Last modified: Monday, July 7, 2008
IU School of HPER creates new global health post, appoints Lloyd Kolbe
FOR IMMEDIATE RELEASE
July 7, 2008
BLOOMINGTON, Ind. -- In a move to enhance its expanding global health initiatives, the School of Health, Physical Education and Recreation at Indiana University Bloomington has created the position of associate dean for global and community health, appointing internationally known public health expert Lloyd Kolbe to the new post.
Kolbe, professor in the Department of Applied Health Science in the School of HPER, assumed the new role on July 1.
"HPER's relationships around the world have deepened considerably and are leading to promising and productive research collaborations," Robert M. Goodman, dean of the Schhool of HPER, said. "It is truly a privilege to have someone of Dr. Kolbe's stature leading the school's efforts in global and community health. This is a very exciting time for HPER and Indiana University."
The School of HPER has formal agreements with nearly two dozen institutions of higher learning throughout the globe, in nations that include Turkey, China, India, Thailand, Hungary, England, Singapore, Taiwan, Scotland, Brazil, the Dominican Republic, Wales and Australia.
Kolbe, Goodman and other top administrators of the School of HPER traveled to China last month to visit partner universities and to sign or renew agreements with six universities, including Peking University School of Public Health, the Chinese University of Hong Kong School of Public Health, Beijing Sport University and Shanghai Sports University. The School of HPER also renewed an agreement with Taiwan National Sports University.
The School of HPER's international initiatives take various forms, such as student and faculty exchanges and research collaborations. Kolbe, for example, was asked by the Chinese government to help implement its "Sunny Sports China" initiative, which requires 1.6 million schools across China to offer daily physical activity for the country's 320 million students. Recreational sports experts in the School of HPER are involved in youth programs in war-torn and impoverished countries. Faculty work to improve mental health and sexual health conditions in Europe and Africa.

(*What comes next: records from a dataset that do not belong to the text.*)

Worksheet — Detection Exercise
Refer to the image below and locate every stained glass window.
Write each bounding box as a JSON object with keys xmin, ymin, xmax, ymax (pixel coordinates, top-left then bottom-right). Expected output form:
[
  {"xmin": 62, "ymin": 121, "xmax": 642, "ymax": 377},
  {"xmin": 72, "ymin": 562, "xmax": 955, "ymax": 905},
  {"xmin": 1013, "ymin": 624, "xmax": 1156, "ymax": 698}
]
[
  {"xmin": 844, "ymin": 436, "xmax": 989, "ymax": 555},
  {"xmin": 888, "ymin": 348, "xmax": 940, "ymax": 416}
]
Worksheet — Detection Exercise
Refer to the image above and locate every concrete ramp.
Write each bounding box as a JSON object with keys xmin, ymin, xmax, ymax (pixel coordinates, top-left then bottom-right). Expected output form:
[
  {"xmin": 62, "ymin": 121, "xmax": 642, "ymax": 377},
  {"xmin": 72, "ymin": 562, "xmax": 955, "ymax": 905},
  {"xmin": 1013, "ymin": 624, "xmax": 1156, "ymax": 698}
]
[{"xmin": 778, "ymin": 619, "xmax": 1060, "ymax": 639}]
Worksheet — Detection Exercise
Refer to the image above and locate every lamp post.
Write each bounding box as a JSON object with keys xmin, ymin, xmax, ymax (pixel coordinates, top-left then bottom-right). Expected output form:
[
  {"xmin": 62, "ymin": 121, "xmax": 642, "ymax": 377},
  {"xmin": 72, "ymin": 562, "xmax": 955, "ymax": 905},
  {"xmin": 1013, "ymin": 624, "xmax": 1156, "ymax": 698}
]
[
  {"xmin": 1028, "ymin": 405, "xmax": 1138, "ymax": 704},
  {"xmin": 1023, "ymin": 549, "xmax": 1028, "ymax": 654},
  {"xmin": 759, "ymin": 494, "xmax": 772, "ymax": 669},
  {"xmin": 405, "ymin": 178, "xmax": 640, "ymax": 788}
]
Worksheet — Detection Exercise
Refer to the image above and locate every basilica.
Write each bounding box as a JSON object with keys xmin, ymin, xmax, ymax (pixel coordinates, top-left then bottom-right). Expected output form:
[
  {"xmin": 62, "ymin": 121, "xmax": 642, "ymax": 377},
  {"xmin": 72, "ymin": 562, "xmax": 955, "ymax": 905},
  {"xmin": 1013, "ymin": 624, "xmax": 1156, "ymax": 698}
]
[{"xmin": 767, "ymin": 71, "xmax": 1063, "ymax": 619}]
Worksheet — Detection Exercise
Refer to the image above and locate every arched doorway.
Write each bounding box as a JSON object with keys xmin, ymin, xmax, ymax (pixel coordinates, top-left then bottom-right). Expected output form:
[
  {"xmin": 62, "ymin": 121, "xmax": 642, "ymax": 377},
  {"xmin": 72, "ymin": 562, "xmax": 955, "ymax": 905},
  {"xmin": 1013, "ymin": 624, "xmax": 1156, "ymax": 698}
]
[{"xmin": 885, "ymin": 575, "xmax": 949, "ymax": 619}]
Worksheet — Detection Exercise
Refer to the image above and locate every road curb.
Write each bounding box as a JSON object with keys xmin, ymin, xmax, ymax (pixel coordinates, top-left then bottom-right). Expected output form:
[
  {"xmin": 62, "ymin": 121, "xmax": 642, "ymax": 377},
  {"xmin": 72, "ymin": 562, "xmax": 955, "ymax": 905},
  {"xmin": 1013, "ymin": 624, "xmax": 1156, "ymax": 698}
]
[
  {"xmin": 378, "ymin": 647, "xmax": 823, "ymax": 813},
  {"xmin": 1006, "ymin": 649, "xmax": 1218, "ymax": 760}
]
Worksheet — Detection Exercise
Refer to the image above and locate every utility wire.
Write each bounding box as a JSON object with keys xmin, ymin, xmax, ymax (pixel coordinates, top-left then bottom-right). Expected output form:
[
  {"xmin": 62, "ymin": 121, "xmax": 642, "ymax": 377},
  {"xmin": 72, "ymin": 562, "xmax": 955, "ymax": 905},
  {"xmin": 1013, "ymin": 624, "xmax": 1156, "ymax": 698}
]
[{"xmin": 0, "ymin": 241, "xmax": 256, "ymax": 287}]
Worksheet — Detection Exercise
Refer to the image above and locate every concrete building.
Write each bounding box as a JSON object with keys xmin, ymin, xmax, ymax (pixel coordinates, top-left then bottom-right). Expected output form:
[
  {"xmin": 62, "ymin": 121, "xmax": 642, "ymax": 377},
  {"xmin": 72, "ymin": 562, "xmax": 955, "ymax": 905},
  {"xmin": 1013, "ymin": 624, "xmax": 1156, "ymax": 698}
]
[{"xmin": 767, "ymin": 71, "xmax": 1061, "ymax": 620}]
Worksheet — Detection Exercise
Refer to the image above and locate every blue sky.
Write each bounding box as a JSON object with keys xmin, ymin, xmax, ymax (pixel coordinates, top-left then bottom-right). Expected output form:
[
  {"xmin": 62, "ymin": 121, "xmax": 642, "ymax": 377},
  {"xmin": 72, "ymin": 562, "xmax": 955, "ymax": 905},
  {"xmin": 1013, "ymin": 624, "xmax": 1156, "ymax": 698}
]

Earlier this year the School of HPER and IU signed an agreement with the Universidad Autonoma de Santo Domingo, the oldest university in the Western Hemisphere, with the intention of exploring ways to expand upon the ongoing archaeology research projects involving the School of HPER's Underwater Science Program, which has created underwater parks for the Dominican Republic and is investigating the wreckage of what is believed to be Captain Kidd's Quedagh Merchant.
Kolbe said Indiana University's International Strategic Plan is "extraordinary."
"It has positioned IU to become a global university, to help solve serious global problems, and to do so in ways that will contribute to the vitality and prominence of the state of Indiana," Kolbe said. "Among the most serious of those problems are global health threats that neither recognize geopolitical boundaries nor can be resolved by single disciplines, agencies or nations independently."
Kolbe served as the founding director of the national Centers for Disease Control and Prevention's Division of Adolescent and School Health before coming to IU Bloomington in 2003. Illustrative of his international leadership, Kolbe has been appointed visiting professor at Beijing Medical University; U.S. lead for Health Promotion within the U.S.-Russian Joint Commission on Economic and Technological Cooperation; chairman of the World Health Organization Expert Committee on School Health Programs; member of the White House Delegation to Assess HIV Prevention in Uganda; executive committee member of the Global Think Tank to Control the Obesity Pandemic; and has helped improve adolescent and school health programs in 22 nations.